Elle a su acquérir un statut particulier. Tout d’abord, elle a certainement été, de façon très inattendue, la première chanteuse japonaise véritablement planétaire. Ensuite, contrairement à presque toutes les autres, elle a su durer, durer, durer, durer, et cela, ce n’est pas rien dans un pays où sitôt mariées, elles disparaissent. Enfin, elle a su survivre avec une rage particulière en acquérant progressivement, et en l’assumant, le statut de gay icône et de chanteuse border line assez unique dans le royaume des lessives de maisons de disques. Une Madonna locale, je vous dis. Très locale, hein, faut pas déconner non plus.

Une carrière pas linéaire

Il y a en fait deux carrières distinctes, une première qui voit une jeune gamine de Kyûshû, l’île à l’ouest du Japon, entrer le marché des « modèles » (mineures) posant en maillots de bain dans des vidéos tout en amorçant une carrière de chanteuse à deux balles, coiffée et habillée comme toutes les « idoles » des années 1993-1996, et apparaissant même au cinéma.

Et puis après ces débuts foireux, l’acharnement, un départ aux USA, et un retour en 1998, le visage « passablement » refait (le nez débarrassé de son épatement et répondant désormais aux critères de la beauté japonaise c’est à dire finement busqué, les yeux « agrandis », le menton affiné, bref tout). Ce doit être le moment où elle signe chez Avex, la maison de disque qui monte à l’époque, celle de Namie Amuro 安室奈美恵 et d’un groupe alors en plein boom, Every Little Thing, ELT.

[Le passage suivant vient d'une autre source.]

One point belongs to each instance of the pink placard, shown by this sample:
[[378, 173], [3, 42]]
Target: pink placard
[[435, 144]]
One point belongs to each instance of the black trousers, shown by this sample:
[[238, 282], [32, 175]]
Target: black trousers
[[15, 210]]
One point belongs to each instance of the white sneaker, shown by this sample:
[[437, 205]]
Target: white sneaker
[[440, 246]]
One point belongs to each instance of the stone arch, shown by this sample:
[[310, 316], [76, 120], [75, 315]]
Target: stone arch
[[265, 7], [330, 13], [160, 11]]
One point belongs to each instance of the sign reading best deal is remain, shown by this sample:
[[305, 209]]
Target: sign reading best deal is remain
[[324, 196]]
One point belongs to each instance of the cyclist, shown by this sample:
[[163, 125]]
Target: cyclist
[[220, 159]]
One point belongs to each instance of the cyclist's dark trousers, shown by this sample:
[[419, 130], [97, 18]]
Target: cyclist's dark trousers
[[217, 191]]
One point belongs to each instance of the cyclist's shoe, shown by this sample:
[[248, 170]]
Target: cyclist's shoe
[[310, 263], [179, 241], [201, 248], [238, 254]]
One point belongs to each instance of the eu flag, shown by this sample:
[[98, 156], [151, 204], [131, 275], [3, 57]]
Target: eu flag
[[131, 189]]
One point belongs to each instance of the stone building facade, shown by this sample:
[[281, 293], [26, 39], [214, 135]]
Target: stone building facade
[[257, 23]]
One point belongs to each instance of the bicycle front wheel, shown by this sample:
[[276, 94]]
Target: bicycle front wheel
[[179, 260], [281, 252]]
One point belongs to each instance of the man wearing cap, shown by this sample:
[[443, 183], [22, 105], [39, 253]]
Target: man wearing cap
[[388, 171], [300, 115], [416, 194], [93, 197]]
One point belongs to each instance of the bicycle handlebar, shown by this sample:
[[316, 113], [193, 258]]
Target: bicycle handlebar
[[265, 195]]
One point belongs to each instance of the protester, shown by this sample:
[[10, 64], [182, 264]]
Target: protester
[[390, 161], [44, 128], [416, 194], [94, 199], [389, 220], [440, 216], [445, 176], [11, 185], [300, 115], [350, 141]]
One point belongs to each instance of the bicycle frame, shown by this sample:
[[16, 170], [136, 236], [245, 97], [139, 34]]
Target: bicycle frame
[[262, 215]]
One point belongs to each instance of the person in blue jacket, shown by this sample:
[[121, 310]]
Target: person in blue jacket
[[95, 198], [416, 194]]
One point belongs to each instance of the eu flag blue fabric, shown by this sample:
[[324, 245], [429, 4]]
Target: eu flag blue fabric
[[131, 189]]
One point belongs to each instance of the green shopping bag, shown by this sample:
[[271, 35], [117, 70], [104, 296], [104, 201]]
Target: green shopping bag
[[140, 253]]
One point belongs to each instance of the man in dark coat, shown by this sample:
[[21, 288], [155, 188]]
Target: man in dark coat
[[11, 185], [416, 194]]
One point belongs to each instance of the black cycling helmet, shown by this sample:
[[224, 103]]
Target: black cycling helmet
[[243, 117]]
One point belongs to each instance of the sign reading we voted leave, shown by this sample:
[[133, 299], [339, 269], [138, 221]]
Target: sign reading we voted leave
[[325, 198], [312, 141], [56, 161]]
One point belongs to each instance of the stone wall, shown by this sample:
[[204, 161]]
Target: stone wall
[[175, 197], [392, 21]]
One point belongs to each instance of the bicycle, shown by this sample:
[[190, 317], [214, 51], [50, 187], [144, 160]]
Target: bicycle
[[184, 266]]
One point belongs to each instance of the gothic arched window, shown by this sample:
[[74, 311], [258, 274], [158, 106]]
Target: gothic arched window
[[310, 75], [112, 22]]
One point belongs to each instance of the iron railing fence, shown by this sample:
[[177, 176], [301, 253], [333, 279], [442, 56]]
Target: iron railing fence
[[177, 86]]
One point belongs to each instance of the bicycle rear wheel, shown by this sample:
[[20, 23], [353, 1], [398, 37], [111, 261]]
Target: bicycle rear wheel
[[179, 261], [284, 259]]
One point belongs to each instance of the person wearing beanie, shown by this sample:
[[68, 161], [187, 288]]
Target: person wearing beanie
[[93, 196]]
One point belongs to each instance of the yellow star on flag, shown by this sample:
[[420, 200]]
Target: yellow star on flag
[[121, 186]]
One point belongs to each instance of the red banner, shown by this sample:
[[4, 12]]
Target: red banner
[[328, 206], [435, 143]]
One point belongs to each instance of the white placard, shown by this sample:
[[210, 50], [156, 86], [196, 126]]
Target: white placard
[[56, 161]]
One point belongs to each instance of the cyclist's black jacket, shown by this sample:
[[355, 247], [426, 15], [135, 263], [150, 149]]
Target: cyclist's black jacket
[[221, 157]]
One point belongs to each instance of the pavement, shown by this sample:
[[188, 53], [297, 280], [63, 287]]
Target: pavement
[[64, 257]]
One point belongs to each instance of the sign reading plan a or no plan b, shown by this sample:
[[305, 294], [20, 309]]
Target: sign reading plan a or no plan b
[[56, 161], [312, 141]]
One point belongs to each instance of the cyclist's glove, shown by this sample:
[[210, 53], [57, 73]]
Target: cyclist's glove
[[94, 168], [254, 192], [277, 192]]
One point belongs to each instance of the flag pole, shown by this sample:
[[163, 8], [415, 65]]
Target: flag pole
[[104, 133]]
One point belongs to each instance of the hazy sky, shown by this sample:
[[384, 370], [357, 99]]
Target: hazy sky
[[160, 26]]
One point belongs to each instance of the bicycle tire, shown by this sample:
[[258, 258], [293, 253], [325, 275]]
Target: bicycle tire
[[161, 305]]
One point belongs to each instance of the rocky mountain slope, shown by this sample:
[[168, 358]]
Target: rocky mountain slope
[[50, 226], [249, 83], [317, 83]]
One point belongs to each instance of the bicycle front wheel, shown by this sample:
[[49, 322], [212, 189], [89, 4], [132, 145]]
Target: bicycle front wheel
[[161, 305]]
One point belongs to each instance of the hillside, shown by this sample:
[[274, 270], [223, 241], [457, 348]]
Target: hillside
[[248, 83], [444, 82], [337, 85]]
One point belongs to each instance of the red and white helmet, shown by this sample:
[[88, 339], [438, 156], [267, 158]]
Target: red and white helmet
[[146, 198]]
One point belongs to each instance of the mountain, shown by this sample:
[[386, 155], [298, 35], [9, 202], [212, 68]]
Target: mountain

La maison de disque est notamment spécialisée dans la reconversion d’idoles, pour tout dire: Namie Amuro a débuté au début des années 90 dans un girl band d’adolescentes, Super Monkeys, et la chanteuse de ELT Kaori Mochida, vaguement actrice et « mannequin » ainsi que chanteuse elle aussi dans un girl band, Kurobuta All Stars.

Il n’est donc pas surprenant qu’Ayu ait signé elle aussi chez Avex. La légende raconte qu’elle a rencontré le producteur à Shibuya dans un café. Sur cette légende se greffe d’autres rumeurs vous imaginez.

Son premier album sorti début 1999, A song for XXX, (Poker face, premier single, suivi de You puis de Trust ) la place sur le même créneau que ces jeunes chanteuses de la seconde moitié des années 90, une sorte de sous-ELT, avec des orchestrations assez pauvres réalisées sur synthés de bastringue, vous voyez ce que je veux dire.
Elle a toutefois eu dès le départ une originalité qui l’a distingue de toutes les autres idoles japonaises: c’est elle qui écrit ses textes et même certaines musiques, encouragée par son producteur.
Avec son deuxième album sorti fin 1999, Loveppears, (c’est l’époque de Depend on you, de To be  et puis bien sûr du méga tube Fly high, ou bien encore Boys and girls) elle parvient à affirmer une personnalité et à se distinguer des autres idoles. Et en 2000, avec Duty, son univers et son style sont définitivement en place (notamment Surreal ). La maison de disque commence à réaliser de coûteuses vidéos, et les arrangements, la production sont nettement meilleurs. Cette année là, ELT sort son meilleur (ou moins mauvais, hein, ça dépend de la perspective) single, Rescue me avant de s’éclipser face au bulldozer Ayu. Si vous pensez que Rescue me est nul, sachez juste que le reste est très nettement pire. Croyez-moi!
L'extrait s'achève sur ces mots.